Are there specific usecases for these four backends that warrant keeping either of them (considering the maintenance overhead, attack vectors, etc.)?

slowfranklin commented 11 months ago

If you want to put an axe on this, here are my thougts:

Hth! -slow

On 10/2/23 09:53, Daniel Markstedt wrote:

Presently, netatalk3 has code for the following CNID backends:

  • cdb
  • dbd
  • last
  • mysql
  • tdb

The tdb backend is called out as deprecated in the docs. The last backend isn't recommended for general use. Sharing a read-only file system like a CD-ROM seems to the narrow usecase. The mysql backend is poorly documented, and I haven't really tested it yet. Is it fully functional and reliable? The cdb backend seems to be the historical default, before v2.1.

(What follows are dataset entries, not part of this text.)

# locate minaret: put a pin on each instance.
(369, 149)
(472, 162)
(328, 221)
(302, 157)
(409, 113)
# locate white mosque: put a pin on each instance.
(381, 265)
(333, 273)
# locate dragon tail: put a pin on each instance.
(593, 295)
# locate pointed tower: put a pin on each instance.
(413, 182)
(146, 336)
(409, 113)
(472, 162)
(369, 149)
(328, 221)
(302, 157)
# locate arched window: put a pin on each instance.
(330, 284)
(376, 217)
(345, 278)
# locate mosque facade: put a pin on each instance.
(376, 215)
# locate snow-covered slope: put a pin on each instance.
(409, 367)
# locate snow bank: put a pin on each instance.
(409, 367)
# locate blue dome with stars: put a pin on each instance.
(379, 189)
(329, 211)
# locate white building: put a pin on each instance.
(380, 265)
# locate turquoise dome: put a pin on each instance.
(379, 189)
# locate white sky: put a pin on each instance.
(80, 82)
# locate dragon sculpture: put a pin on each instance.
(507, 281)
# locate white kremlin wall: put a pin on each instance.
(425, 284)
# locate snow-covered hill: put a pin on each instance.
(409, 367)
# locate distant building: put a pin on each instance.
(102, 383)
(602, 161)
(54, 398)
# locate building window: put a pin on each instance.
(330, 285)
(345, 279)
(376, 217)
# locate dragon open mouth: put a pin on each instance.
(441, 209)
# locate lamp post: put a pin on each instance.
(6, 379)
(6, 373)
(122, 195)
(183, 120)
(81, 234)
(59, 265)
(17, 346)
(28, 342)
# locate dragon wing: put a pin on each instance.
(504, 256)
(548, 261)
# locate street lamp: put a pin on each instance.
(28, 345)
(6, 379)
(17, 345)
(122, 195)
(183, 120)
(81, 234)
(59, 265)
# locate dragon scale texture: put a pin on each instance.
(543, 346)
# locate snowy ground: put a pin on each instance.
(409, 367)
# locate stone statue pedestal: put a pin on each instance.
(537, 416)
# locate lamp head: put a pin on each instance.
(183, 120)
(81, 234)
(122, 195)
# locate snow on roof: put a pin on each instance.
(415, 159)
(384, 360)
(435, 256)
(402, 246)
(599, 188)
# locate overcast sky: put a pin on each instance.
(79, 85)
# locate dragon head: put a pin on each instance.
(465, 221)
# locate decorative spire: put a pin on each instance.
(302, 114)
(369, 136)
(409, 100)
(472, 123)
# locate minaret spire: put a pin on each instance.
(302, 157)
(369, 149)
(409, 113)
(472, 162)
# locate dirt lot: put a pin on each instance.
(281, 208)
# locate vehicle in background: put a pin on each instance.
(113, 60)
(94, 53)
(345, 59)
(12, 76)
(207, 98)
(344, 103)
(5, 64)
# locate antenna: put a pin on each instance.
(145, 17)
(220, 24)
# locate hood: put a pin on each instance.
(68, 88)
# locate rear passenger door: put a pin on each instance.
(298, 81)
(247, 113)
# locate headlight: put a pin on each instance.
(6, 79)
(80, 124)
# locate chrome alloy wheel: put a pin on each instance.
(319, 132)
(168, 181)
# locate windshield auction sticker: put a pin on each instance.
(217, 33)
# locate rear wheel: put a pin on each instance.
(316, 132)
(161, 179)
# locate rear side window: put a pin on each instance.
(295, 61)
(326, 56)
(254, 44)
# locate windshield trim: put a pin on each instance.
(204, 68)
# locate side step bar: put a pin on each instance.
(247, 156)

Are there specific usecases for these four backends that warrant keeping either of them (considering the maintenance overhead, attack vectors, etc.)?

— Reply to this email directly, view it on GitHub https://github.com/Netatalk/netatalk/issues/508, or unsubscribe https://github.com/notifications/unsubscribe-auth/AAGFDHAWEQJSZX375A5UGOLX5JXINANCNFSM6AAAAAA5PAZNLU. You are receiving this because you are subscribed to this thread.Message ID: @.***>

ghost commented 11 months ago

Now that would simplify things considerably. If dbd works with sharing RO filesystems I would go for one backend only. (@slowfranklin , @rdmark do you know if this is the case?). If not I'd be happy to axe cdb and tdb and continue with just 2 (dbd and last) backends based on Berkeley DB, especially as it is still being maintained by Oracle. Do you know why Debian and other linux distros seem to stick to version 5 in their package managers?** Surely we can simplify the BDB macro to remove support for pre-5 versions? Happy to work on this once consensus is reached...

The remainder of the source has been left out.